HyPTraDe: Global Hydrogen Production Transport and Demand Model Chain

What is HyPTraDe used for?

The HyPTraDe model landscape consists of a hydrogen production model (HyP), a hydrogen transport model (Tra), and a demand regionalization model (De). Using this model chain, costs along the green hydrogen value chain up to the importing country can be determined. For this purpose, pure production costs, land potentials, transport and conversion costs, as well as the worldwide hydrogen demands of different countries are considered to depict  a global hydrogen market. The flexible handling of the model  allows the calculation of  sensitivities and thus determine the influence of input parameters on hydrogen costs. Modifications regarding techno-economic input parameters, capital costs as well as hydrogen demand patterns can be considered.

Which research questions can be answered?

  • How do country-specific capital costs affect the total cost of hydrogen?
  • How are the components of the production system optimally dimensioned in terms of cost?
  • How much hydrogen is available globally and at what cost?
  • What are the current and future costs of producing and transporting green hydrogen?
  • How large are the export and import flows between countries and continents?
  • At what cost can countries or regions supply themselves with hydrogen?
  • What effect does pooling of electricity procurement options at the NUTS-3 level have on the production costs of hydrogen?

Model Structure

The HyPTraDe model chain allows the calculation of global hydrogen costs by using  three initially separate building blocks (production, transport, and demand), which are then integrated into a market model.

Figure 1: HyPTraDe Model chain

The modeling of hydrogen production is based on island systems, represented in cells with a spatial resolution of 50×50 km, incorporating hourly data on renewable energy production capacity factors for each cell. Together with the techno-economic input parameters of the individual components of the hydrogen production system, the cost-optimal size of the system can be determined.  The hydrogen demand for each cell, needed as framework condition in the production model, can be modified as needed  to integrate the requirements of the demand side and assess  its impact on the optimal production system.

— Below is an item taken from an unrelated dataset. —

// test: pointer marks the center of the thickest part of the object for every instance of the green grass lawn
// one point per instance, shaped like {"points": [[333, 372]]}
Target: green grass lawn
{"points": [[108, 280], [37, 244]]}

Figure 2: Components for the island system in the production model

Furthermore, there are spatial exclusion criteria (e.g., restrictive land use or water scarcity) for each cell, which limit the available area for hydrogen production. By aggregating land availability potentials, hydrogen cost potential curves can be generated for any desired geographical resolution.

Figure 3: Area potential analysis for Argentina

Additionally, the spatial resolution of the production model for Europe can be changed from a cell-based structure to NUTS-3 regions. Based on this, analyses can be carried out for RFNBO-compliant systems.

The transport model simulates the transport of green hydrogen using various transport technologies (ship, pipeline, and truck) and hydrogen carriers or derivatives (gaseous hydrogen, liquid hydrogen, ammonia, and LOHC). It determines the most cost-effective transport route and considers conversion, conditioning, as well as loading and unloading processes. The determination of the cost-optimal transport route can include the combination of multiple transport technologies and hydrogen carriers. It provides insights into transport routes and enables the identification of bottlenecks and requirements for infrastructure expansion.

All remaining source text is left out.